Her seçim öncesinde olduğu gibi, Türkiye’de demokrasini temel
sorunlarından biri olan 12 Eylül darbesinden kalma yüzde 10 “seçim
barajı” başta olmak üzere antidemokratik siyasî partiler ve seçim
yasalarıyla dayatılan “seçim sistemi”nin demokrasiye tahribatı
tartışılıyor.
Aslında yüksek seçim barajı dünyanın hiçbir demokratik ülkesinde
yok. Mesela Avrupa’da bir tek Ukrayna ve Polonya’da “seçim barajı”

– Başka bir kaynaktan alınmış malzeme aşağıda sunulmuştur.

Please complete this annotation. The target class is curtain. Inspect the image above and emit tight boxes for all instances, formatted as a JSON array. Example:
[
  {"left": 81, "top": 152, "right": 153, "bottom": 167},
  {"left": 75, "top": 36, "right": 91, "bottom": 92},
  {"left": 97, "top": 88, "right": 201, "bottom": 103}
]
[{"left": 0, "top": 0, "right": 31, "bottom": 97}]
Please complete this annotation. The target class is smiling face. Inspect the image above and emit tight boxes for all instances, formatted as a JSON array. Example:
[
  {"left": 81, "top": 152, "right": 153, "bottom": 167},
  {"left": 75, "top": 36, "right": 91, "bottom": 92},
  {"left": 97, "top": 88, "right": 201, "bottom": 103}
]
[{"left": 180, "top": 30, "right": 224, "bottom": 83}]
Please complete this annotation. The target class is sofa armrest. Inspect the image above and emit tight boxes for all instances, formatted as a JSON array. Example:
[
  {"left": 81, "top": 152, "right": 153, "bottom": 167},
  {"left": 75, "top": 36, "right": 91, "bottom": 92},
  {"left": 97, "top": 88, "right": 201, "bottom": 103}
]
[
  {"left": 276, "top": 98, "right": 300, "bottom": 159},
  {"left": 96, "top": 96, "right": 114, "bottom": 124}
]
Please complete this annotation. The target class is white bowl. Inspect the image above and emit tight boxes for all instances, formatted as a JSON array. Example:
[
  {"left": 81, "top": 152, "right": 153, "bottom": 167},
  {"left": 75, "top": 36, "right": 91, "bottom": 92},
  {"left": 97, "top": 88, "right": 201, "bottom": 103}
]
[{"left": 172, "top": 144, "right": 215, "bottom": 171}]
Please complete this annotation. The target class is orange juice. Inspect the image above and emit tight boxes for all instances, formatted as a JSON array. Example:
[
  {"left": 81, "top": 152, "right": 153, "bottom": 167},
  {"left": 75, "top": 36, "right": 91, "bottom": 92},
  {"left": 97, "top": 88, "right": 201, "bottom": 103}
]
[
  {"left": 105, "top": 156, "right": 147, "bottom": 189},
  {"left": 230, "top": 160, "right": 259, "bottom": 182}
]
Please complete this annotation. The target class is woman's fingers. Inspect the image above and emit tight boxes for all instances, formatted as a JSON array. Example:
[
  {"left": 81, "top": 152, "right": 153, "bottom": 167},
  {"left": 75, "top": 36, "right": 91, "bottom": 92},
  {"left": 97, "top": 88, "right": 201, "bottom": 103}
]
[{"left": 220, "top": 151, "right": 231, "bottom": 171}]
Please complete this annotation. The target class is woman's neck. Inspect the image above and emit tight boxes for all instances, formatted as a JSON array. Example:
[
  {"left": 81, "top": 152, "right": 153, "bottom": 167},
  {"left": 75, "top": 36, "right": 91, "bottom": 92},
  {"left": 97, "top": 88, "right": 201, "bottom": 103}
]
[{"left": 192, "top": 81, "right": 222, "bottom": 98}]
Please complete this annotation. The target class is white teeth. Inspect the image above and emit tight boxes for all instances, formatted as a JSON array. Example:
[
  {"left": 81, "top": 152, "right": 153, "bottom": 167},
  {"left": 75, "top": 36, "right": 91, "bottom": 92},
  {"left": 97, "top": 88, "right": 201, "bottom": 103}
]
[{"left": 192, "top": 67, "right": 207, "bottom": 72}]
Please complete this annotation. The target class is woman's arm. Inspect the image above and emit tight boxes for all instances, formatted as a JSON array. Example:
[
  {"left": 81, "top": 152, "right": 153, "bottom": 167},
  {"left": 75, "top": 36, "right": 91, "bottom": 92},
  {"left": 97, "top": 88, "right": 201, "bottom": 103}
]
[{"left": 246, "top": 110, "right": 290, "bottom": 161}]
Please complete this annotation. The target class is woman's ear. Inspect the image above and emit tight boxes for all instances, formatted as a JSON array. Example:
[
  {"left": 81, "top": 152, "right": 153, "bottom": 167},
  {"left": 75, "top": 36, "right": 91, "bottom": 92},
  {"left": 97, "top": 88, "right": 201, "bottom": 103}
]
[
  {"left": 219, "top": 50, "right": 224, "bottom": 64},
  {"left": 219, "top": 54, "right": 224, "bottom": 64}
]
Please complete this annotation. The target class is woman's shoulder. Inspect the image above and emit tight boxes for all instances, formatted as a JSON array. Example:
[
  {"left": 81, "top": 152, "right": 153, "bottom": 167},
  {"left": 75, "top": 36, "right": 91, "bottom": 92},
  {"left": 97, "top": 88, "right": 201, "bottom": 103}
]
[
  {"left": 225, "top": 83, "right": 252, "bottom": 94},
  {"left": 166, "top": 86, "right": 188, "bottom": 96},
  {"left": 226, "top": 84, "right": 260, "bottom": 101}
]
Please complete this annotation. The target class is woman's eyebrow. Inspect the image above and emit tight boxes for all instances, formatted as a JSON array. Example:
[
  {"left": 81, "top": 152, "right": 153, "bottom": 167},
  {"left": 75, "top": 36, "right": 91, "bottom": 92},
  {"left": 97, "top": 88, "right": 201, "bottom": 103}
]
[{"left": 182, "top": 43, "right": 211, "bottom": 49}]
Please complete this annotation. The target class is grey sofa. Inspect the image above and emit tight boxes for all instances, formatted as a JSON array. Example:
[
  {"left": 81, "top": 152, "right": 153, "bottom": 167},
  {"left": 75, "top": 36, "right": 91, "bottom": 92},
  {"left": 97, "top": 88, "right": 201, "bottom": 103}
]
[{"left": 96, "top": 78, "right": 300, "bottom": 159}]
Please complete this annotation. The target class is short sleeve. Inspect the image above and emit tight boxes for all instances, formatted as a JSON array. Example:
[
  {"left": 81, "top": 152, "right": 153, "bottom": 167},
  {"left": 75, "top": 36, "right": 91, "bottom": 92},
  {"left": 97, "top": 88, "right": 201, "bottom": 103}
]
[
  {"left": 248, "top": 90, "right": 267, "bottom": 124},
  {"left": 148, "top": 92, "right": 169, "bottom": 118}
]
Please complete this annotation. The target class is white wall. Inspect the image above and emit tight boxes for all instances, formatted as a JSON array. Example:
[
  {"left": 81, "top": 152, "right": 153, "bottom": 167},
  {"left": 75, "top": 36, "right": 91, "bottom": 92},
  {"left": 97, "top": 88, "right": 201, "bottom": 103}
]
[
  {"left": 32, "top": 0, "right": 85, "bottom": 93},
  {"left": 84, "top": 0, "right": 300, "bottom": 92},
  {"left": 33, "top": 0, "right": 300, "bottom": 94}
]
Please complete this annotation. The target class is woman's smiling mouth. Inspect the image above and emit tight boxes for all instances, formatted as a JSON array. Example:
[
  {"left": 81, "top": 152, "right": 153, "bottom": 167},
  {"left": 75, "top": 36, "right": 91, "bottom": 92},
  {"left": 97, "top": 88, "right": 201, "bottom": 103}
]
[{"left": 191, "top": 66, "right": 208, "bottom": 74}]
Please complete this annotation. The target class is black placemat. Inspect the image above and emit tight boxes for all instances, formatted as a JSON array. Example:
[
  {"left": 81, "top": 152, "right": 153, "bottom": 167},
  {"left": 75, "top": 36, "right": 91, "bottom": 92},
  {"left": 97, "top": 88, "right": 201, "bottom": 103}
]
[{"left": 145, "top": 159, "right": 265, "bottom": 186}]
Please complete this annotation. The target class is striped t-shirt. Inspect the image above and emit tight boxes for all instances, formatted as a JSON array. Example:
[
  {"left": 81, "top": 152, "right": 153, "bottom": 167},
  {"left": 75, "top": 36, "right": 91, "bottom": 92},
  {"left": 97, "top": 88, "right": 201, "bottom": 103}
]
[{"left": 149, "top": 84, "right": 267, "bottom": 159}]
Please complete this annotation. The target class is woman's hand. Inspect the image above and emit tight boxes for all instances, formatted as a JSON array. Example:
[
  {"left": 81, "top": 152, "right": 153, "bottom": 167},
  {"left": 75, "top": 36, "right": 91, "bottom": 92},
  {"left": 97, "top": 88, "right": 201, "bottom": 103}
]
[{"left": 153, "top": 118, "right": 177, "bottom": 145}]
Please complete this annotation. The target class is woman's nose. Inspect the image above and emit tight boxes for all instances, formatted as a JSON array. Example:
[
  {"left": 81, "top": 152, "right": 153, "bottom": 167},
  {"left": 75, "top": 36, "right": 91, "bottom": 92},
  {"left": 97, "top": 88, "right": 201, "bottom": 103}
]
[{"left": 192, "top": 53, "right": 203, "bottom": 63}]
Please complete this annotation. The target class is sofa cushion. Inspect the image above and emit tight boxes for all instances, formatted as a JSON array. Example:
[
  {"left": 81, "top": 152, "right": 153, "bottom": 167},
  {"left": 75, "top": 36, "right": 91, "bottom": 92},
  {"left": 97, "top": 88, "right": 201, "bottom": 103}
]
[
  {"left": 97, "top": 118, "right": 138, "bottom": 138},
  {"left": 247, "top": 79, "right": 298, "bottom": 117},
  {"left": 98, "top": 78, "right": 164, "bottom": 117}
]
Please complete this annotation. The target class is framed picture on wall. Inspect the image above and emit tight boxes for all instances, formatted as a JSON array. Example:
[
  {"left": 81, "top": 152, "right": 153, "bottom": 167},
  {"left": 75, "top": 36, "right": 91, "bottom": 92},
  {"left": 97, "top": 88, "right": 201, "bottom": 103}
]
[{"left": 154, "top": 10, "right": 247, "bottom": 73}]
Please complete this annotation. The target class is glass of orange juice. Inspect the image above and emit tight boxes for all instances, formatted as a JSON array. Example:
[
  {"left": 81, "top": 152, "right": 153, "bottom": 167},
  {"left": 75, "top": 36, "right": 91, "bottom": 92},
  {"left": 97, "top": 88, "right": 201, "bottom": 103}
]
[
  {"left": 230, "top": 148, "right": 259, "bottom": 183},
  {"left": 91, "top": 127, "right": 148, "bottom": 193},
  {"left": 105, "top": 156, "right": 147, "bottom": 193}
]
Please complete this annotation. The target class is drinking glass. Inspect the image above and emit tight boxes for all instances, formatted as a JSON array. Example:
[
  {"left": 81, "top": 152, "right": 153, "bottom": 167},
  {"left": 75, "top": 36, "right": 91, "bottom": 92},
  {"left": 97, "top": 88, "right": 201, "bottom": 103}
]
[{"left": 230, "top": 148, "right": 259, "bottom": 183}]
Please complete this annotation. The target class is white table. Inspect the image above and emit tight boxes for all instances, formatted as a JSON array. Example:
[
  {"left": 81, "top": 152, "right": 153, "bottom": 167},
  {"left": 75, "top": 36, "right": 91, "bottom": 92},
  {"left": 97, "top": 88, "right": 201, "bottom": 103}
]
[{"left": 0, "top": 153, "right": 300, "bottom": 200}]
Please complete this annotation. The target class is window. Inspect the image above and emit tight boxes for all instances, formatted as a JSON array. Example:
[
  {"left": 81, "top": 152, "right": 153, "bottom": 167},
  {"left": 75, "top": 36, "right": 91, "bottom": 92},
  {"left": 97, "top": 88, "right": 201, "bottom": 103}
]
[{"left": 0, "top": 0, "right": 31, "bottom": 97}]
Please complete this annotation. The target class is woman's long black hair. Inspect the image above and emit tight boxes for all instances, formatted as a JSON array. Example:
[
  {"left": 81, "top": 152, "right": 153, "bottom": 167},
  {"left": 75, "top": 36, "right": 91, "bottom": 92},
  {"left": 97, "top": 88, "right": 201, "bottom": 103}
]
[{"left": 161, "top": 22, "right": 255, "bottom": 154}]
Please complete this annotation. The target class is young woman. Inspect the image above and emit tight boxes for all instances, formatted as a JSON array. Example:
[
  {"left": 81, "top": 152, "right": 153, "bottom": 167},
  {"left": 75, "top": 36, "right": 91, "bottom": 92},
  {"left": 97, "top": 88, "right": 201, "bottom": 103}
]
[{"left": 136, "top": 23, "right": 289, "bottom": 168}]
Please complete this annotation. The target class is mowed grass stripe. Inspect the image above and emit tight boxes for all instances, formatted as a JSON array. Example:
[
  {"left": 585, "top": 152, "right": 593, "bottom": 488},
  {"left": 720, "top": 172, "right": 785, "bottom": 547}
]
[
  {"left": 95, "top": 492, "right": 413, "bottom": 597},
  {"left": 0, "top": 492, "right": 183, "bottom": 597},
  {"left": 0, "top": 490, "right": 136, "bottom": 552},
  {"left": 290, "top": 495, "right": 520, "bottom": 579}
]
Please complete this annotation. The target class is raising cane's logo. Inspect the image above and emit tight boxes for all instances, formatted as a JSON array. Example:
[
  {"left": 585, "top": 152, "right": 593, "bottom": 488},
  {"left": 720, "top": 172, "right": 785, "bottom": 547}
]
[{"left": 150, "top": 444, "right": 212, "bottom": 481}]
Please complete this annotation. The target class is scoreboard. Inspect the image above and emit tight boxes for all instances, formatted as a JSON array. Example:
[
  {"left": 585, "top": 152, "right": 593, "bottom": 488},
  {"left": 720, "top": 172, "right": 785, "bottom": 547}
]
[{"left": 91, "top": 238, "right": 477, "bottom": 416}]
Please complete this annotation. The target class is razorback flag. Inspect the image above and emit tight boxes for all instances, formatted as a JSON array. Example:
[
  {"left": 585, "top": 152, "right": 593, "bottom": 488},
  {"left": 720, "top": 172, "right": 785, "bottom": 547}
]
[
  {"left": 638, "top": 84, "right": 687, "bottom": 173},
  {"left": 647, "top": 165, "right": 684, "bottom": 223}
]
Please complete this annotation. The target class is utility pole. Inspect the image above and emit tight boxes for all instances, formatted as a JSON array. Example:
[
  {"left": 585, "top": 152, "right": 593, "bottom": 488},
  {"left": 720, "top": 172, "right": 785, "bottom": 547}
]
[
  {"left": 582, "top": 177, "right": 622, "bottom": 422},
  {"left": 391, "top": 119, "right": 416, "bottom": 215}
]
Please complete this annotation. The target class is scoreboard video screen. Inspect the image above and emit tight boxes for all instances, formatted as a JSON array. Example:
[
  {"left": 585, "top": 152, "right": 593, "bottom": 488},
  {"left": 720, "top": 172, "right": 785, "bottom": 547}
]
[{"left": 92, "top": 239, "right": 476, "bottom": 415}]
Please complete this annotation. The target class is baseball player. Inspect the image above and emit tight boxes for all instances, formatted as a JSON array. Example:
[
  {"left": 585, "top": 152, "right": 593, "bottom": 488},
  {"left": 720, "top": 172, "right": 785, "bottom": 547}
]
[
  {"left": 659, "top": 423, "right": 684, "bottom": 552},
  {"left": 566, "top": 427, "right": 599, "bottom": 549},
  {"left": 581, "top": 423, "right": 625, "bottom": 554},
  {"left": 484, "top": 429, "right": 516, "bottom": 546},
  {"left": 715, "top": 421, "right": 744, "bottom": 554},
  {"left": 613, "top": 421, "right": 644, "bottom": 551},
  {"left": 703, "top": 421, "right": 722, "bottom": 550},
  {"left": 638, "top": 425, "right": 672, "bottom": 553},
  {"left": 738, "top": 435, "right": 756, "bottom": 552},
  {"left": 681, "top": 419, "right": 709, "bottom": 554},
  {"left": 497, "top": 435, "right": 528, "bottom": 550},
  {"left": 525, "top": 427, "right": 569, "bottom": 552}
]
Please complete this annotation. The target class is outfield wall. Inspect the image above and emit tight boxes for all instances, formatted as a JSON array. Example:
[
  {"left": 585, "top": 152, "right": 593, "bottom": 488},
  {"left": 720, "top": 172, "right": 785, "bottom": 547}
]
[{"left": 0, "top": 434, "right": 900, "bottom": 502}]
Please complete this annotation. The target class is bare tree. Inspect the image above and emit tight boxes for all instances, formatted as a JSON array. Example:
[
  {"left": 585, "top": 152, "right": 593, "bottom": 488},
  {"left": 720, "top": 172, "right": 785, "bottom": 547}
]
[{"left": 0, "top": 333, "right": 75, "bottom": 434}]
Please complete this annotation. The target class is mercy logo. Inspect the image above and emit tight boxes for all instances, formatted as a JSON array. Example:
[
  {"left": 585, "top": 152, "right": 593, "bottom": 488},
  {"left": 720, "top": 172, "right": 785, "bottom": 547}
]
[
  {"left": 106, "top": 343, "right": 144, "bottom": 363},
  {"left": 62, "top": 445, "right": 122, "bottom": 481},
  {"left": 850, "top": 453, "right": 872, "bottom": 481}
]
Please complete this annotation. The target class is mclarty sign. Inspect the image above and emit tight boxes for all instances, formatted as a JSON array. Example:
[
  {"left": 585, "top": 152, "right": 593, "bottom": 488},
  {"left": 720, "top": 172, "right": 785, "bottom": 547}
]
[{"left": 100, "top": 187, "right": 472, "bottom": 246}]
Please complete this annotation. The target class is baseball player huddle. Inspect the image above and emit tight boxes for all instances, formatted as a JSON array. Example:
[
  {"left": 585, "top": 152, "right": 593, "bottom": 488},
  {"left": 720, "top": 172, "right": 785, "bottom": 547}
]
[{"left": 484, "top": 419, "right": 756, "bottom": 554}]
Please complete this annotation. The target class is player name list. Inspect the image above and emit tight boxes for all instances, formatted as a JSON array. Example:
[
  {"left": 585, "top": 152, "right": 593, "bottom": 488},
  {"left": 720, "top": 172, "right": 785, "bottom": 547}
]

yüzde 5. İtalya’da yüzde 4, İspanya’da yüzde 3 ve Fransa’da yüzde
sıfır. En son Rusya, yüzde 7 olan “seçim barajı” oranını yüzde 5’e
indirdi. Avrupa’da yüzde 5’in üstünde (yüzde 8) barajın uygulandığı
tek ülke, bir ucundan diğer ucuna üç saatte yürünebilen, 36 bin
nüfuslu Lihtenştayn prensliği…
Doğrusu, AKP hükûmetinin kurulduğu 16 Kasım 2002’de, iktidar partisinin genel başkanı olarak Erdoğan, bizzat açıkladığı “Âcil Eylem Plânı”nda yüzde 10 barajın indirilmesi dahil seçim sistemi ve siyasî partiler kanunlarının düzeltilmesini “partisinin vizyonu ve misyonu”ndan sayıp bir yıl içinde yerine getirilmesini taahhüd etmişti…
Ardından her fırsatta, “darbeden kalma” yüksek barajın siyasî temsili gemlemekle millet irâdesinin tecellisini kelepçelediğinden şikâyet edildi. Bütün seçim bildirgelerinde, hükûmet programlarında ve “demokratik açılım” projelerinde kaldırılacağı vaad edildi.
Ne var ki, son süreçte siyasî iktidar, daha evvel “kaldıracağız” dediği “seçim barajı”na dair müthiş çarpıtmalara başvurdu. Tıpkı “Ergenekon” ve “Balyoz” gibi “darbe davaları”ndan çark edildiği gibi, bundan da cayıldı. Başbakan olarak Erdoğan’la bütün iktidar partisi sözcüleri, “Avrupa’da da seçim barajı var”, “Biz getirmedik ki kaldıralım” türü yanıltmalarla “darbe hukuku”na sığınarak…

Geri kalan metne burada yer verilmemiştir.